Choosing the Right Pot

» Concerning the pot size, the bigger the better but figs will survive many years in a small container. I would say a pot with a dimension of roughly 50cm x 50cm x 50cm or bigger is advisable. There is a vast choice of different styles, colours and shapes available - all depending on your choice.

» Pots that are slightly tapering and wide at the top are a preferred choice as this makes transplanting figs or removal of figs for root pruning much easier.

» For ornamental use I would suggest pots that will go nicely with the "Tuscan look". Clay pots will of course be a classical choice for figs but if you are only interested in fruit production, cheap plastic pots or even large plastic bags will do.

» It is very important to ensure that the pots have enough large drainage holes before you fill them up with soil.

» As figs have very strong and surface spreading roots, pots should preferably be wider than they are tall. The pots should also be of a high quality in order to withstand the strong roots of figs.


» When it comes to growing figs in pots, I strongly recommend using bark-based potting soil like Culterra's potting soil. Using topsoil / garden soil is not recommended as this type of soil drains badly in pots and tends to become hard as brick. Furthermore, many pots can be damaged by the weight of the pot as it is very heavy to move around.

» Many people complain that Potting soil drains too quickly but this is exactly what we want! As the potting soil starts to settle and break down, it will drain less quickly.

» Always put a layer of coarse sand, gravel, etc. at the bottom of the pot to ensure good drainage.

» Mix some Bonemeal (or superphosphate) and Bioganic fertilizer with the potting soil before filling the pot.

Watering & Feeding

» Watering and feeding figs in pots are a different story to figs planted in the ground. Figs in pots will need much more watering and feeding. Pots should never be allowed to dry out, especially in the first part of the growing season. Remember during hot and windy weather, daily watering will be required. Another important thing is that, as the plant gets bigger, it will need more watering as the pot will be filled with roots.

» A good soaking until the water comes out of the bottom of the pot is recommended. It is vital to check that water drains out properly as you can drown your fig. Drowning figs will typical start to wilt but this is also the case in drought conditions.

» Pot-grown figs will need regular feeding. Bioganic fertilizer should monthly be sprinkled around the pots and away from the main stem. Furthermore, 2.3.4 should also be given monthly and also away from the stem.

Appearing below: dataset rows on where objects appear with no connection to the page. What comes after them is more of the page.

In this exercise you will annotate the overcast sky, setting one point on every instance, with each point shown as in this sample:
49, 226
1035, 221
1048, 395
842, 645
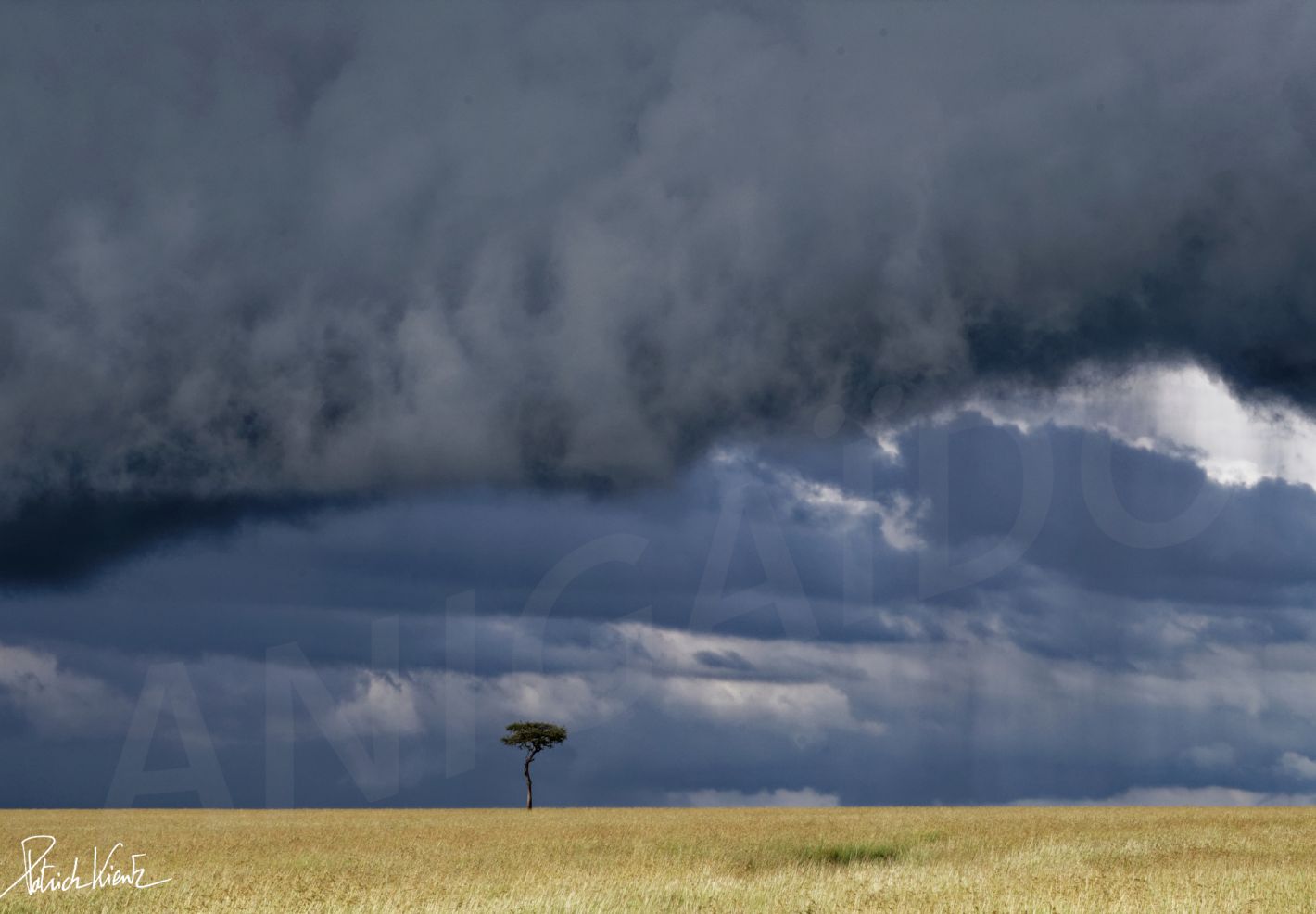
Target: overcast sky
842, 403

» Figs will grow slower in pots and will thus need less pruning. It is advisable to do root pruning every 3 years. This is done by gently taking out the fig and it's rootball during winter and cutting back the bottom third of the rootball and replanting it. You don't have to do this, however, it will rejuvenate the plant and give better crops.

» It is better to keep figs in pots lower and more compact by regularly pruning back strong growing shoot. Figs can also be trained into standards(lollipops) or round topiary bushes.

» Once a year, just before spring, the top 10cm of soil should be removed and replaced with a mixture of compost,bonemeal and Bioganic Fertilizer as this will rejuvenate the soil.

» The good news about growing figs in pots is that the plants are very forgiving and tough if they are neglected or ill-treated. They recover quickly when they receive the proper care!